J'espère qu'avec l'âge tu finiras par comprendre.
— Une tarte, monsieur le duc ? proposa Mme Carraclough.
— Vous voulez me faire mourir d'indigestion, à ce que je vois ! dit
le duc en prenant la tarte. Mais, après tout, il faut bien mourir de quelque
chose. Et à mon âge....
— Ne parlez pas de votre âge, monsieur le duc, personne n'y pense.
— Au fond, vous avez raison, le mieux est peut-être de ne pas y
penser... quand les douleurs ne vous y forcent pas! » ajouta-t-il avec une
grimace.
Lassie s'approcha de lui et posa sa tête sur ses genoux.
« C'est drôle, dit le duc, on dirait qu'elle m'aime ! »
II jeta autour de lui un regard triomphant. Il avait donc réussi à se
faire aimer de Lassie, ce qu'il cherchait en vain depuis si longtemps ! Il lui
semblait que rien au monde n'aurait pu lui donner un plus grand plaisir.

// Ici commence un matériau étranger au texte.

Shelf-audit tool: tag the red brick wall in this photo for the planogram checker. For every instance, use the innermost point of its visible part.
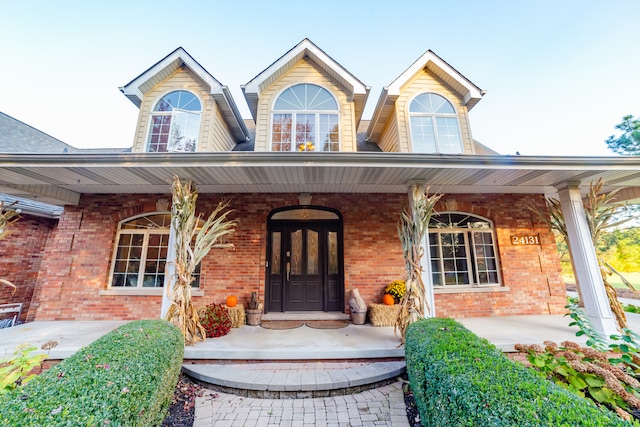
(22, 252)
(78, 255)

« Tu es vraiment la meilleure des chiennes, dit-il en la grattant
délicatement derrière les oreilles, à l'endroit qu'elle affectionnait. Soignez-
la bien, madame Carraclough, j'ai l'impression qu'elle nous porte bonheur!»
Joe et Priscilla, se rappelant ce qu'il disait naguère, échangèrent un
coup d'œil amusé. Le duc devina ce qu'ils pensaient et se racla la gorge
avec embarras.
« Hum !... Serait-il tout à fait indiscret de prendre encore une
dernière tarte, madame Carraclough ? » demanda-t-il.